We have already written about Data Lakehouse technologies and compared the most prominent Data Lake Table Formats. All of them have their strengths and weaknesses, but are ultimately exciting tools that enable us to maintain and utilize data lakes more efficiently.
Here we wanted to give a rough overview of our customers’ needs and wants when it comes to Data Lake Table Formats and File Formats. It gives a unique perspective in which direction the market is going at the moment.
Customers and numbers
Synvert has worked with over 250 customers with success stories in many different industries. Our goal was to take peek at the preferences of our customers’ analytical stacks, especially at the trend of emerging lakehouse technologies. So, what are the results of our questionnaire?
Figure 1
Delta Lake had the biggest push among customers, mostly because of integration with Databricks and Microsoft, who have been using the technology as default on their platforms. Customers that want use those platforms in the future, especially Databricks and Spark, tend to go with Delta Lake. In situations where they stopped using Delta Lake, it has mostly to do with overhead, where Spark was too much, and a shift to a modern data warehouse solution was more than enough for their use case. Still, Delta Lake is the most widely used lakehouse storage format, and since the announcement of Delta Lake 3.0 and it’s compatibility for Apache Iceberg and Apache Hudi, it might only get a larger footprint.
Iceberg has big future potential as it is recommended for Cloudera, Dataiku, and Dremio environments. As an Apache project it gathered support from many top companies, especially in the open source community. A lot of customers plan and want to use Iceberg in future projects (Figure 1, Figure 2).
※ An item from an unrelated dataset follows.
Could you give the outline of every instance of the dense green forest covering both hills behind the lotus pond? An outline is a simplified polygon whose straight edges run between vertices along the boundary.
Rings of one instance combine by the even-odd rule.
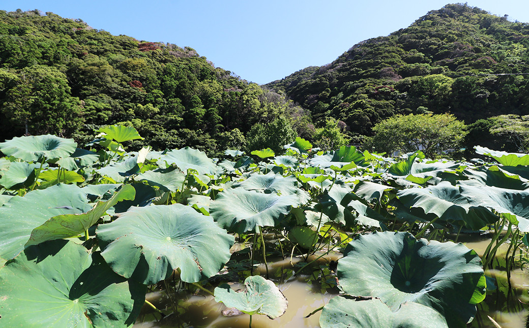
[[[277,152],[296,136],[323,149],[362,144],[395,115],[450,113],[469,125],[467,148],[520,151],[529,148],[528,46],[529,24],[451,4],[258,86],[192,48],[38,10],[0,11],[0,140],[50,133],[86,143],[122,124],[145,137],[131,149],[218,156]]]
Hudi is another Apache project – and comparatively to the other two parts of the lakehouse trinity, it is losing popularity among customers (Figure 2). That doesn’t mean it is going anywhere soon. Hudi is integrated in EMR, and still the first choice for many AWS customers.
Other table formats and alternatives include first generation lakehouses like Hive together with ORC file format, as well as proprietary implementations, and appropriated modern data warehouse solutions like Redshift, BigQuery, and Snowflake.
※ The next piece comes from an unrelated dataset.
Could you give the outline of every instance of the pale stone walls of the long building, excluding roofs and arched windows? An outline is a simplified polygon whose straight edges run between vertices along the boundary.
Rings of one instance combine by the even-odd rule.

In that context, it does make sense that a lot of customers are considering using some of the modern lakehouse solutions in the future. Currently customers are mostly motivated by their own stack and which solution best fits and has the lowest maintenance costs.
It is great to see that big tech is supporting all of the main table formats, and especially noteworthy has been the rise of complementing projects like lakeFS, a data version control for data lakes. Looking at Github Star History (Figure 4) for the projects, it seems it mirrors our customer interest (Figure 3) for now. There is always the question will the industry converge? Will Delta Lake leave the Apache projects behind, or will one of them manage to outperform?